Когда девочка уснула, Иван захрапел на диване в гостиной и из его рта стали вырываться отрывистые аритмичные звуки вместе с неприятным запахом зеленого лука. Сельме хотелось, чтобы он умер во сне, но поскольку Иван умирать не собирался, она пошла на кухню и взяла нож. Она должна ненавидеть его за то, что он сделал, не важно, что он оправдывался и говорил, что тоже являлся жертвой. Это ее долг – отомстить. Ей будет легче, если она исправит эту ошибку. И Сельма воткнула ему нож в живот, подумав, что лучше было бы перерезать мужу горло, легче и безопаснее – более вероятно, что она сможет убить его быстро. Или отрезать ему яички, хотя ей не хотелось их видеть. Сельма снова воткнула нож Ивану в живот, а потом направила его немного в сторону, перпендикулярно вертикальным мышцам, удивляясь, как тяжело их разрезать, и надавливая на нож, пока он не уперся в ребро.

Иван встал, зашатался и упал, истекая кровью. Таня проснулась и закричала:

– Мам, мне страшно. Львы кусаются. А где папа?

Теперь и Сельма запаниковала, когда голубоватая молния показала ей, что она наделала, – мужчину, раскинувшегося в темной луже. Сельма вызвала «скорую» и поехала с мужем в больницу вместе с Таней, сосущей грудь. Она не знала, какая у мужа группа крови, и на выяснение ушло довольно много времени.

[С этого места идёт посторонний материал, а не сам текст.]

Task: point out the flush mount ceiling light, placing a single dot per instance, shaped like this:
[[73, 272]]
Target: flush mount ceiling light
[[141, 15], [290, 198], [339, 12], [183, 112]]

В госпитале кончилась кровь его группы. Сельма не знала, какая группа крови у нее самой, и попросила сделать анализ. Оказалось, первая. Тогда Сельма сдала почти литр крови. Этого было достаточно, чтобы она почувствовала себя ужасно уставшей, и хватило, чтобы спасти Ивану жизнь. И теперь кровь Сельмы текла по его жилам.

Таня хотела молока, но из груди ничего не лилось.

– Молоко, – плакала Таня и сосала сильнее. У Сельмы болела грудь, и глаза тоже, и шумело в ушах.

– Молоко, – плакала Таня.

– Нет, кончилось, – сказала Сельма. – Может, только кровь, если захочешь. Соси, и появится. Еще кое-что осталось.

18. Все несчастные семьи похожи друг на друга

После выздоровления Ивана их семейная жизнь продолжилась. Сначала они с Сельмой поглядывали друг на друга с осторожностью, но, рассмотрев все варианты, решили, что лучше всего остаться вместе и воспитать здорового ребенка. Во многом можно было винить войну, но теперь, после подписания Дейтонского мирного договора, пришла пора строить заново и страну, и семью. Из-за своих откровений Иван потерял главенствующее положение в семье. Но в этом отношении он просто последовал той модели, по которой в основном и строились семьи в их регионе.

В маленьких городках обычно главой семьи является жена (она оплачивает счета, растит детей, вызывает водопроводчика), а муж уклоняется от семейных дел (продувает деньги в карты и совершает основные педагогические ошибки, когда вдруг принимается шлепать отпрысков). По крайней мере, Ивану больше нечего было скрывать, ему не нужно было соответствовать высоким стандартам, поэтому он мог расслабиться и просто жить. Он даже радовался тому, что остался в живых, ведь снова был на волосок от смерти. Иван решил быть хорошим семьянином, насколько это возможно, чтобы внести свой вклад в семейное счастье, поэтому пошел в библиотеку и набрал там книг по психологии семейной жизни. Почти все они оказались американскими. Он листал страницы и восхищался сиянием белоснежных ровных зубов. Иван ничего не имел против Америки, и хотя, судя по американским сериалам, она казалась несколько вульгарной, это была могущественная держава, без которой в Европе ничего не происходило. В двадцатом веке в Европе разразились несколько войн, но каждый раз они заканчивались, после того как Америка основательно забрасывала бомбами горячую точку.

Иван купил несколько американских пособий по воспитанию счастливых, позитивно мыслящих детей со здоровыми зубами. Он согласился с идеей о том, что бить детей нельзя ни при каких обстоятельствах, а лучше манипулировать ребенком, устраивая так называемые «часы уединения», когда ребенок должен стоять в одиночестве в углу. Наградой за хорошее поведение должно быть выражение любви, а не неограниченный доступ к конфетам (несмотря на то что Американская ассоциация дантистов озолотилась бы от подобного проявления любви). А наказанием за плохое поведение должно быть отсутствие любви, но, разумеется, не вспышка ненависти и жестокости. Свою любовь нужно выражать мягко и рационально – в спокойные моменты, не тогда, когда ребенок сдергивает со стола скатерть вместе с фарфором или играет с зажигалкой в кладовке.